The ACP is broadly popular among members of both parties — a bipartisan coalition of 26 governors, including Gov. Joe Lombardo (R), sent a letter to congressional leaders in November urging them to provide additional funding.

The Biden administration has called on Congress to renew funding for the program as well, and think tanks and local officials alike have been raising the alarm about how the end of ACP would undermine recent gains in digital equity.

The Bipartisan Infrastructure Law was supported by Nevada’s five congressional Democrats. Rep. Mark Amodei (R-NV) voted against it.

Sen. Jacky Rosen (D-NV), who sits on the Senate Commerce Committee and helped author the broadband section of the Bipartisan Infrastructure Law, has been a champion of the ACP, co-sponsoring a bill with Sen. Peter Welch (D-VT) to provide $7 billion in new ACP funding. In a promising sign for its potential, it has two Republican co-sponsors.

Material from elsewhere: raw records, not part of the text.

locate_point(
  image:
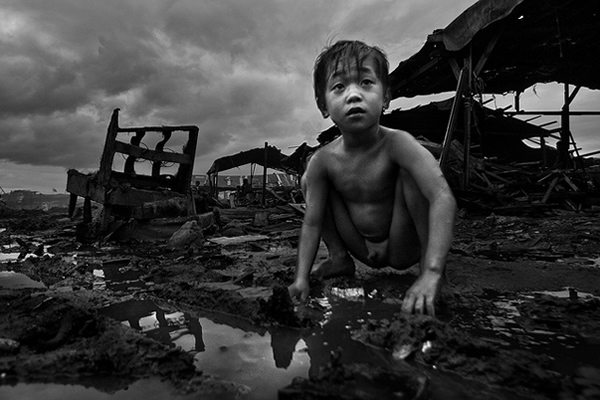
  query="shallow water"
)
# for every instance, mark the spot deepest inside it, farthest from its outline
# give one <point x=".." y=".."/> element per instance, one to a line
<point x="267" y="360"/>
<point x="16" y="280"/>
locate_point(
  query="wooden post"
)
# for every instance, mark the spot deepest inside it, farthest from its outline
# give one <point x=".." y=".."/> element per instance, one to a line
<point x="266" y="161"/>
<point x="467" y="127"/>
<point x="453" y="117"/>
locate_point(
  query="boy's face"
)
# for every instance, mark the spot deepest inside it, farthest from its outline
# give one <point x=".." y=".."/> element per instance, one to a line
<point x="355" y="98"/>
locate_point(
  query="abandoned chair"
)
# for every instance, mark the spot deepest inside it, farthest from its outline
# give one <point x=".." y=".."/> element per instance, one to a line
<point x="128" y="193"/>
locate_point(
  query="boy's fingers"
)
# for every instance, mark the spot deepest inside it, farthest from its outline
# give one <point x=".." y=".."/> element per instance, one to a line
<point x="407" y="305"/>
<point x="420" y="305"/>
<point x="430" y="308"/>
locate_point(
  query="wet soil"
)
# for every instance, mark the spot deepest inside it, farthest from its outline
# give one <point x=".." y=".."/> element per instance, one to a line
<point x="523" y="320"/>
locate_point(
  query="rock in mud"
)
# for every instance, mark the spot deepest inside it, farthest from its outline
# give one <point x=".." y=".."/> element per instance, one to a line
<point x="357" y="382"/>
<point x="433" y="342"/>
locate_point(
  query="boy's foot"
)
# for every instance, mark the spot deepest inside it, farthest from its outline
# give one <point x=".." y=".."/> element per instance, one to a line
<point x="334" y="267"/>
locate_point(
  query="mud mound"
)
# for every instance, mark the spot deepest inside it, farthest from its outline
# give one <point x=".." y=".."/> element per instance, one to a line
<point x="433" y="342"/>
<point x="357" y="381"/>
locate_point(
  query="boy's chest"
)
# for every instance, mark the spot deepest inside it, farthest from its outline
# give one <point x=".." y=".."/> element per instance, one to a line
<point x="358" y="177"/>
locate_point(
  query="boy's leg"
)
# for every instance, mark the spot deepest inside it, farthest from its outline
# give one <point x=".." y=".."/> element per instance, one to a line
<point x="410" y="227"/>
<point x="336" y="220"/>
<point x="339" y="261"/>
<point x="410" y="224"/>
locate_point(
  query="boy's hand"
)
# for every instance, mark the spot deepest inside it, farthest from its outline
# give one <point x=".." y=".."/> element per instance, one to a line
<point x="421" y="296"/>
<point x="299" y="289"/>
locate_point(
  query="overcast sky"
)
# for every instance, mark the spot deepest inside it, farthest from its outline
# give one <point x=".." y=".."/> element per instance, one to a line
<point x="239" y="70"/>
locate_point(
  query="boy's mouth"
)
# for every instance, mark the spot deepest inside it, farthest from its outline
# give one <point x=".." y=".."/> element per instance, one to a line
<point x="355" y="110"/>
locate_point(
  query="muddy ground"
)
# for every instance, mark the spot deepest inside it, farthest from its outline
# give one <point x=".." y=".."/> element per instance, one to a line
<point x="523" y="320"/>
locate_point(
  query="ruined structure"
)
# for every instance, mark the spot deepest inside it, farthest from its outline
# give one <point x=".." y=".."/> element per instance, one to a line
<point x="128" y="193"/>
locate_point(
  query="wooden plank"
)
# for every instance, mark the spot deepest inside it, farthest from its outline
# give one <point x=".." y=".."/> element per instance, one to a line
<point x="152" y="155"/>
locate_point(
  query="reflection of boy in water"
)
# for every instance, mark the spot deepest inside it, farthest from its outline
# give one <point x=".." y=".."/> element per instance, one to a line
<point x="374" y="192"/>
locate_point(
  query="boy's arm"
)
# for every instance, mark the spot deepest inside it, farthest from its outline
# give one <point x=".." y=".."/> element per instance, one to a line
<point x="316" y="191"/>
<point x="442" y="211"/>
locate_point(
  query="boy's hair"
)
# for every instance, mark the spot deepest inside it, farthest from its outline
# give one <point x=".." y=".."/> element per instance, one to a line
<point x="340" y="56"/>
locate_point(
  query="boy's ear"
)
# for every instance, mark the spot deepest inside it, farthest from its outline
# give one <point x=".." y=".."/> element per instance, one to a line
<point x="323" y="109"/>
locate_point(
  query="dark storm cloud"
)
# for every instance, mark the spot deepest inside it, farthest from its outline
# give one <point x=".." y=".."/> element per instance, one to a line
<point x="240" y="70"/>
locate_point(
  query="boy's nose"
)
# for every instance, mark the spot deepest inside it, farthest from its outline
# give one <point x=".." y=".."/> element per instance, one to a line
<point x="353" y="93"/>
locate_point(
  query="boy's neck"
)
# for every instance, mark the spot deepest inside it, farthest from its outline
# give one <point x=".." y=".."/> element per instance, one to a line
<point x="362" y="139"/>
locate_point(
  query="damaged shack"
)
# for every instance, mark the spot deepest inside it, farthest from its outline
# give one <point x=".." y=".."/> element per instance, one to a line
<point x="212" y="319"/>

Leaving a potential renewal until the eleventh hour has historically been Congress’ modus operandi, with imminent deadlines often the only factor able to spur lawmakers. 

“I'm actually hopeful that sometime in April, when the money is officially dry, that this will get tucked into some must-pass bill and funding will get extended through the end of the calendar year or longer,” Mitchell said.

Even so, a bipartisan desire to see the ACP extended is bumping up against a historically inactive Congress poised to become even more paralyzed this election year.

Regardless, Garcia said she’s concerned that Nevadans might not know that the program is imperiled. She said in her meetings with Nevada’s federal representatives, they encouraged concerned residents to reach out to their offices, and that doing so helps build popular support in Congress.

Customers losing their ACP benefit may be eligible for another FCC program: Lifeline. Nevada households whose income is below 135 percent of the Federal Poverty Guidelines or who include a participant in a federal assistance program such as SNAP are eligible for the benefit, which is smaller than what the ACP provided. Lifeline beneficiaries can receive up to $9.25 off of their monthly internet bills; for customers on tribal lands, this increases to $34.25.

The FCC is currently requiring providers to send notices to customers receiving ACP funding that their benefit could expire, and asking them whether they want to opt in to a new plan where they are responsible for payment — so that no one receives a surprise bill. Those who do not opt in will see their service discontinued. 

Mitchell said based on his conversations with providers, he expects many will continue to offer ACP-level rates for customers rather than lose them. But he acknowledged that if the federal funds dry up, the state is unlikely to backfill the $100 million gap.

“We'll continue to work on this and adapt and figure out other strategies, but for right now … there are no good options,” he said.